Under the current implementation, every bittorrent peer in the 'swarm' can see what pieces of the material being shared each other peer has.

It would, however, be difficult to determine beyond doubt that a user downloaded a complete copy of a file, since anyone else with the exact same file could in theory join the swarm and begin seeding without downloading a copy from the original source.

Presumably the only 'proof' of a complete share would come from watching a peer join the swarm, start with zero chunks, then gain each chunk from one seeder and eventually begin to seed the entire file.  This would be not only possible to monitor for, but reasonably trivial to write a third-party monitoring program to log.

A large part of the bittorrent protocol revolves around grabbing multiple pieces from different sources (seeders), and the legal question of sharing only part of a copyrighted file is still unresolved.  This means that either the industry would have to attempt to argue for a new legal precedent, or only work with the (substantially smaller) number of cases that are distributed solely from one peer.

Protocol encryption has no bearing on this discussion, since, although it masks the traffic, by nature the swarm must be aware of the other members' IP addresses. Encryption merely masks the data in transit.

The requirement of publicising IP addresses withing the swarm is widely known as one of the primary weaknesses in the bittorrent protocol, and a few groups are working on replacements, but none are widely distributed (yet).

Can't the RIAA Just download the files?

The judge in this case has ruled that any downloads that the RIAA makes can *not *be considered unauthorized downloads because the RIAA authorized them by the very act of downloading them.  This means that they have to 'catch' a third party download in progress.

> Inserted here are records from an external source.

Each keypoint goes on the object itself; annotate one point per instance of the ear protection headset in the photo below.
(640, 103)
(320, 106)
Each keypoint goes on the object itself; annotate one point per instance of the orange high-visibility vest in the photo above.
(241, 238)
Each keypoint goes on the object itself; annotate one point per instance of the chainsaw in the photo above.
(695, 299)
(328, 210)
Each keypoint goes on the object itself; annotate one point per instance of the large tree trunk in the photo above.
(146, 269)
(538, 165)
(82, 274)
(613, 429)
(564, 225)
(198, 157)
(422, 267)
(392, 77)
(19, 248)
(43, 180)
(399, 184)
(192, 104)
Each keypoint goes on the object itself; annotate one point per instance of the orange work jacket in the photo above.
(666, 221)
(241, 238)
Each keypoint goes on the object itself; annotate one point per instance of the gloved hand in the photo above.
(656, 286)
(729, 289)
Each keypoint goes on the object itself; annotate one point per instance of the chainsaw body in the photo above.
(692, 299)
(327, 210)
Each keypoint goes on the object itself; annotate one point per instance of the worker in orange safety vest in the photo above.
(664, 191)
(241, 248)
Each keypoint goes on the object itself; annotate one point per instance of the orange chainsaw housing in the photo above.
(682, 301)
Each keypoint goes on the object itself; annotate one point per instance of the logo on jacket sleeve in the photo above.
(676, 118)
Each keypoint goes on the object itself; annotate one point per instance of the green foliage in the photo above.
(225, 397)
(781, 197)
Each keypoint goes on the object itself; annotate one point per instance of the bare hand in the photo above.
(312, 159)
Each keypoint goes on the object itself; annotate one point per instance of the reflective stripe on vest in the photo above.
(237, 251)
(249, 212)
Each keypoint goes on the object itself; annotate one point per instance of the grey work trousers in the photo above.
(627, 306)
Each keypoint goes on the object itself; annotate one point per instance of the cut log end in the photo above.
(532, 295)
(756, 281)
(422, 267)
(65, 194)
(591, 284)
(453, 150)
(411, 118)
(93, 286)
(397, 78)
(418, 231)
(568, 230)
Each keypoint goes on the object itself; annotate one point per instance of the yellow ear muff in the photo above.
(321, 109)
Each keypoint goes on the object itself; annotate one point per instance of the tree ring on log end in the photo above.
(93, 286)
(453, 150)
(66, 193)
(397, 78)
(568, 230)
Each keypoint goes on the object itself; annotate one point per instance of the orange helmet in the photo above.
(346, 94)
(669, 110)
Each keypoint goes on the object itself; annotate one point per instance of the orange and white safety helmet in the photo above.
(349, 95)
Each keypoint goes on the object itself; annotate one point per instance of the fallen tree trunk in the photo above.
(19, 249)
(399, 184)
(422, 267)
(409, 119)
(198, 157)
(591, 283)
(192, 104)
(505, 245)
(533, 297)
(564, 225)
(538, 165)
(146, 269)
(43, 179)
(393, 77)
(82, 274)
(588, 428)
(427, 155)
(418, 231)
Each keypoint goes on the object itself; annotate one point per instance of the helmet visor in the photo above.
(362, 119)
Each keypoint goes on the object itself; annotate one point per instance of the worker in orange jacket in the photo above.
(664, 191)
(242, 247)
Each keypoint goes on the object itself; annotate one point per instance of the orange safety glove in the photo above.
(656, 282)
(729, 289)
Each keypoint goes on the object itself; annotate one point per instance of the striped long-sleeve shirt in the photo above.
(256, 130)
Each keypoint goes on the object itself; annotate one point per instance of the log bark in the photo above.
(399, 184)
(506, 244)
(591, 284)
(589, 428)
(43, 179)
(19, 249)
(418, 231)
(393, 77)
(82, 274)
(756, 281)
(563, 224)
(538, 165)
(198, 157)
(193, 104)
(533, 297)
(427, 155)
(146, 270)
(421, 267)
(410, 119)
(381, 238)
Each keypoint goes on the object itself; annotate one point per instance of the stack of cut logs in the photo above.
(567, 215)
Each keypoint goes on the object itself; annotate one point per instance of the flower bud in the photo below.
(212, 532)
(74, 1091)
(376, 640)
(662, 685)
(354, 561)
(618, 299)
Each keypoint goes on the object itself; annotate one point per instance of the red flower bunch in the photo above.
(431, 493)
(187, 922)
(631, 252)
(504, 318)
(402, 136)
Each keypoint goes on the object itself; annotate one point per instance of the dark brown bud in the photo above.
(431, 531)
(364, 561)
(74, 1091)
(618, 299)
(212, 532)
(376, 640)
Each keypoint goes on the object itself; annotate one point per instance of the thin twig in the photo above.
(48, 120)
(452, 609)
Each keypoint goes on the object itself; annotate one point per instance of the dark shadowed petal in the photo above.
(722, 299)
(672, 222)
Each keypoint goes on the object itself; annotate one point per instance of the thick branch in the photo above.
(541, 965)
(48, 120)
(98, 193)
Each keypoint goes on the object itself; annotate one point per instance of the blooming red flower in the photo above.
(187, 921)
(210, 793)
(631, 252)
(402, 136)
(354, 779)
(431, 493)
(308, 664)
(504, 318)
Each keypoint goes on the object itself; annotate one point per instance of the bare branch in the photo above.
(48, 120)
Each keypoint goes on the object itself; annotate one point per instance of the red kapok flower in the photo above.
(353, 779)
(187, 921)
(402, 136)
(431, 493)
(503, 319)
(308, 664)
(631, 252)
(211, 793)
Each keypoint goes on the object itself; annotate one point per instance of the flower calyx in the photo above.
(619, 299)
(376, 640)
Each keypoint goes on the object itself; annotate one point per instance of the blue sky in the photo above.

Those of a conspiracy bent might suggest that over a more open protocol like bittorrent the RIAA would just have a third party such as mediadefender download the files while the RIAA monitors the transactions. This would be against the law, (since the RIAA authorized it and failed to reveal that in court) not to mention a gross violation of legal ethics, but both groups have been known to engage in shady tactics in the past.

So how does this effect sharers?

If the judge does rule against implied infringement, this will raise the bar substantially for future lawsuits, and (more critically) endanger any current cases that may go to trial (the perhaps make a number of the accused re-think settling).

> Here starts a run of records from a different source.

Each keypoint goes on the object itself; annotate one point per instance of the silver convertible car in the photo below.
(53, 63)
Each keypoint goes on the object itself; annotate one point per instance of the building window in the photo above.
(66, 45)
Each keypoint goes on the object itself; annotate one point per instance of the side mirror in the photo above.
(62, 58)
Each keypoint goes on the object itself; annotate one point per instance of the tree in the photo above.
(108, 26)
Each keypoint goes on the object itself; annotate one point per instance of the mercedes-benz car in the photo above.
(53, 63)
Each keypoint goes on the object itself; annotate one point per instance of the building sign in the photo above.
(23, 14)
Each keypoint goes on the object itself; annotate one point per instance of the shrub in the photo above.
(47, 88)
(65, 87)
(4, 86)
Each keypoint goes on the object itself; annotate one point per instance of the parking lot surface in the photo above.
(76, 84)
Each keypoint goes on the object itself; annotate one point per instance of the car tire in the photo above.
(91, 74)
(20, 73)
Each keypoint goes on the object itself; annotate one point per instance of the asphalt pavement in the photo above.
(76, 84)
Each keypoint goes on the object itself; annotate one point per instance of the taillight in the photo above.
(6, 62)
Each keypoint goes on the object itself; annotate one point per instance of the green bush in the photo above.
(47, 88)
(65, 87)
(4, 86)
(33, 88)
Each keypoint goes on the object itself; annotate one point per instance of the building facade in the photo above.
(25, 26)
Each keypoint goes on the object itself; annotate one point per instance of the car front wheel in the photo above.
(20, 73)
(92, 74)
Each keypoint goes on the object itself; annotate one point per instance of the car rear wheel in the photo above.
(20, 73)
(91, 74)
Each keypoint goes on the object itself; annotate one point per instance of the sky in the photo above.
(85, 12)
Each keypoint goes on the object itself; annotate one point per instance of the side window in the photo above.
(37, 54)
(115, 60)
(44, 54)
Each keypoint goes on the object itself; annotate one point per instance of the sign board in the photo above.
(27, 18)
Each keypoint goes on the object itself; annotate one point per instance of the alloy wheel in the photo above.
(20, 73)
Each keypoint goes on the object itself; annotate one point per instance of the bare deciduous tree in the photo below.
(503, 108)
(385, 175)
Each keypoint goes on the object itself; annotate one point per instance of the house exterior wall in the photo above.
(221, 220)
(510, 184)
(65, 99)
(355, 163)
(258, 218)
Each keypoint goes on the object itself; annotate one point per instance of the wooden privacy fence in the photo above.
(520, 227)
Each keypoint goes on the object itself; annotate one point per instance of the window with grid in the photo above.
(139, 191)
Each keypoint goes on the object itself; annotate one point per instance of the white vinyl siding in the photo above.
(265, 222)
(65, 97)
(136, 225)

On a user level, it's doubtful we'll see a return to Kazaa style sharing considering the massive benefits of bittorrent for (at the moment only slightly increased) risk.

Much of the legal precendent in this area is yet to be set, since the congressional legislation is in turns both sweepingly broad and not particularly technical, by the time the law catches up with the current technology, the market (both legal and illegal) will have moved on to the next big thing.